Maddeningly, the format looks exactly the same. Obviously, I'm not looking in the right place to make these bullet characters black in the French version of the document. 

 

Any help would be greatly appreciated! Greatly appreciated...

    Correct answer Dave Creamer of IDEAS

    It would be your Webdings character style that has the blue color setting. 

     

    3 replies

    Lew Yedwab, Resideo
    Participating Frequently
    May 2, 2025

    Hi, everyone:

    Thanks for your replies, but with a deadline to meet, I just chickened out and chose another bullet format whose bullet color was already black. Made sure the new format wasn't used anywhere else in the document, changed its font size to match the rest of the content and applied that. I'd like to have time to experiment with the ideas I got back from the post, but time is money and all that. 

    Thank you all again!

    Dave Creamer of IDEAS
    Community Expert
    Community Expert
    May 2, 2025

    Did you change the font size of just the bullet? If you knew how to do that, you should know how to change the bullet color (it's in the same character style panel).

     

    David Creamer: Community Expert (ACI and ACE 1995-2023)
    Bob_Niland
    Community Expert
    Community Expert
    May 2, 2025

    If you ever need to flow that document to HTML, or perhaps an eBook format, that triangle won't work at all. It will be rendered as “4”, due to using that old overlay/codepage font substitution. Even if someone copies the text out of a PDF today, it will usually paste as “4”.

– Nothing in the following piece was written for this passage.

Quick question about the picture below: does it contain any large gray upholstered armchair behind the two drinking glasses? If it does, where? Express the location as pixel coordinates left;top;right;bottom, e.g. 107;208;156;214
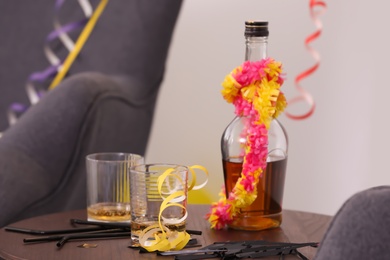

    Consider removing the Character Format from the Autonumber Format and instead using a native Unicode right-pointing triangle, perhaps:
    ▶ U+25B6 Black Right-pointing Triangle
    ▸ U+25B8 Black Right-pointing Small Triangle

    For the former example, this would be an AN Format of:
    [\u25b6\t]
    which will collapse to
    [▶\t] as soon as you enter it.

    Your Body font does need to populate the code point, however.

    Community Expert
    May 2, 2025

    I'm always confused with this...

    ▶ U+25B6 Black Right-pointing Triangle
    ▸ U+25B8 Black Right-pointing Small Triangle

    These will work in Arial. But if you switch to Aptos, which is the default font of Word, you will nothing.  I believe Aptos is a unicode font and I would expect it to conform to the standard like Arial. But that does not seem to happen. Why is that?

    Bjørn Smalbro - FrameMaker.dk
    Dave Creamer of IDEAS
    Community Expert
    Community Expert
    May 2, 2025

    Isn't this a different conversation from the OP's?

     

    David Creamer: Community Expert (ACI and ACE 1995-2023)
    Dave Creamer of IDEAS
    Community Expert
    Dave Creamer of IDEASCommunity ExpertCorrect answer
    Community Expert
    May 1, 2025

    It would be your Webdings character style that has the blue color setting.